The undersigned is cognizant of the deferential standard of review applied to the ALJ's evaluation of medical opinions: "[A]n ALJ's determination as to the weight to be assigned to a medical opinion will generally not be disturbed absent some indication that the ALJ has dredged up 'specious inconsistencies,' or has not given good reason for the weight afforded a particular opinion." Koonce v. Apfel, 166 F.3d 1209, 1999 WL 7864, at *2 (4th Cir. 1999) (unpublished) (quoting Scivally v. Sullivan, 966 F.2d 1070, 1076-77 (7th Cir. 1992) and citing 20 C.F.R. § 404.1527(d)). However, the reasons provided here by the ALJ for affording little weight to Dr. Gebrail's opinions are not well-supported by the record. Furthermore, while the ALJ is not required to explicitly address the 20 C.F.R. § 404.1527 factors, consideration thereof undermines the weight afforded Dr. Gebrail's opinions where he was an examining and treating physician, he treated Claimant for several years, and his opinions were supported by the longitudinal record, including treatment notes from other examining physicians, as well as his own treatment notes. Accordingly, the ALJ's assignment of little weight to the opinions of Claimant's treating physician Dr. Gebrail is not in accordance with the law regarding the evaluation of medical opinions and is not supported by substantial evidence, and it is recommended that this case be remanded for reconsideration with due weight afforded to Dr. Gebrail's opinions.

VI. CONCLUSION

For the reasons stated above, it is RECOMMENDED that Claimant's Motion for Judgment on the Pleadings [DE-12] be ALLOWED, Defendant's Motion for Judgment [DE-14] on the Pleadings be DENIED, and the case be remanded to the Commissioner for further proceedings consistent with this Memorandum and Recommendation.

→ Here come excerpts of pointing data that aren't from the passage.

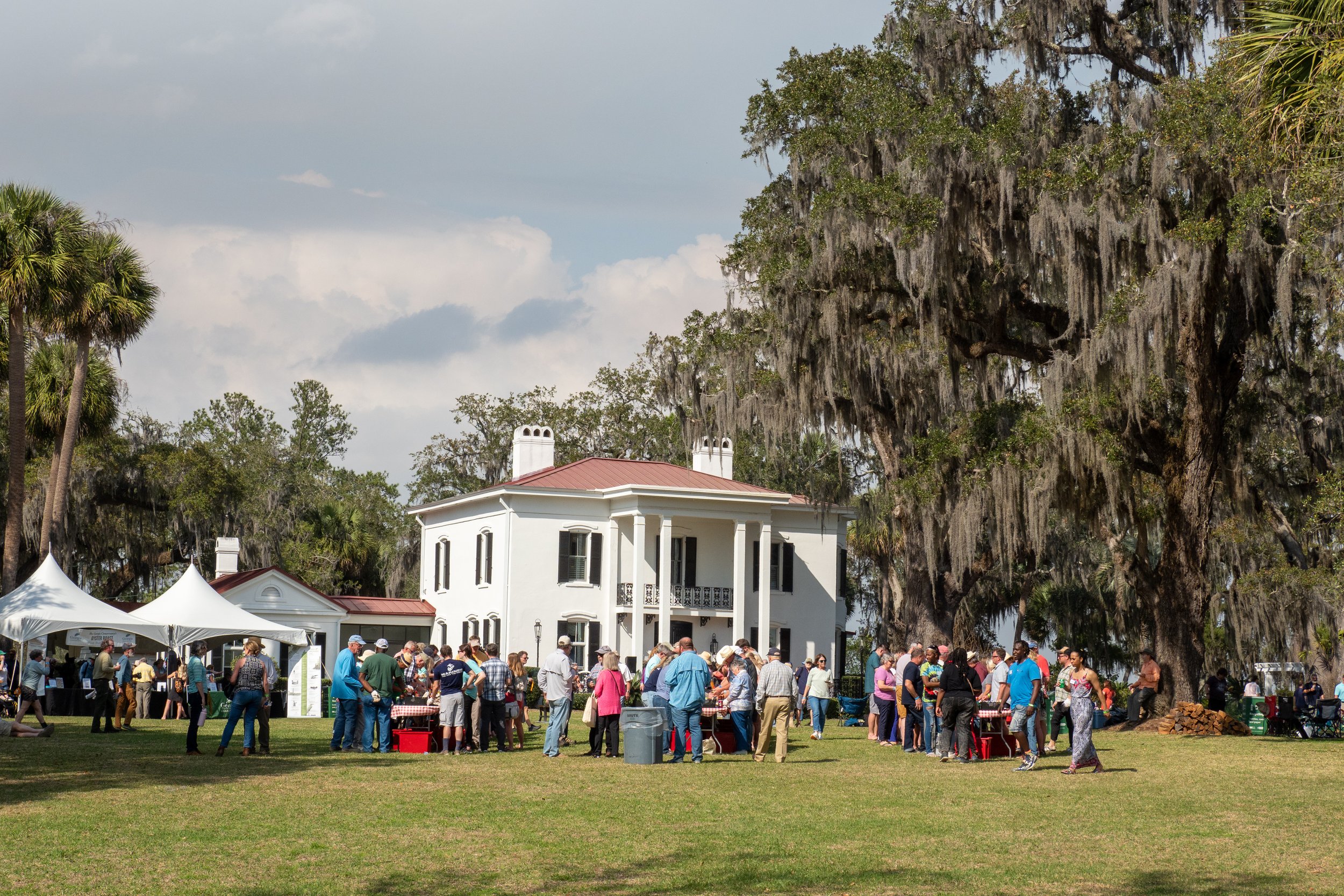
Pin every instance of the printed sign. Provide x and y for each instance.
(305, 682)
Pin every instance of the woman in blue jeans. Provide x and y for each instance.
(818, 693)
(251, 690)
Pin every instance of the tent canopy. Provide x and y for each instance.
(50, 602)
(195, 612)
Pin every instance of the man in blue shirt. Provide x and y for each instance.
(1023, 690)
(687, 676)
(346, 692)
(125, 690)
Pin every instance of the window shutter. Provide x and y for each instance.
(596, 558)
(563, 574)
(490, 556)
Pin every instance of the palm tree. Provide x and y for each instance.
(112, 302)
(39, 237)
(50, 372)
(1292, 53)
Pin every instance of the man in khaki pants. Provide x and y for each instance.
(777, 691)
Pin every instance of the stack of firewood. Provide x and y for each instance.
(1194, 719)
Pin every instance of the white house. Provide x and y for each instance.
(574, 550)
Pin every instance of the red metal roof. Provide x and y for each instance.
(385, 606)
(598, 473)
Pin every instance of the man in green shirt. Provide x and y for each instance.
(869, 672)
(378, 675)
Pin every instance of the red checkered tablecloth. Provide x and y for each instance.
(402, 711)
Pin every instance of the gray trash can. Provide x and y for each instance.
(643, 730)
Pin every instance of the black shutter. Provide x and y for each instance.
(595, 641)
(563, 575)
(596, 558)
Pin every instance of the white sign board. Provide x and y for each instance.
(95, 637)
(305, 682)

The Clerk shall send copies of this Memorandum and Recommendation to counsel for the respective parties, who have ten (10) days upon receipt to file written objections and seven (7) days to respond to any objection. Failure to file timely written objections shall bar an aggrieved party from receiving a de novo review by the District Court on an issue covered in the Memorandum and Recommendation and, except upon grounds of plain error, from attacking on appeal the proposed factual findings and legal conclusions not objected to, and accepted by, the District Court.

FootNotes


1. Medium work involves lifting no more than 50 pounds at a time with frequent lifting or carrying objects weighing up to 25 pounds. If someone can do medium work, she can also do sedentary and light work. 20 C.F.R. § 404.1567(c).
2. In assessing Dr. Gardner's opinion that Claimant was limited to medium exertion work with occasional climbing and avoiding concentrated exposure to unprotected hazards (R. 311), the ALJ reasoned that there was no evidence to support the additional limitations because Claimant has full range of motion and full strength in her lower extremities (R. 410). However, Dr. Gardner expressly stated these limitations were necessary "due to dizziness secondary to hypotention" (R. 311) rather than lower extremity weakness or limited range of motion. Therefore the ALJ's reason for rejecting the additional limitations is not supported by the record and raises further doubt as to the soundness of the ALJ's analysis of the medical opinion evidence.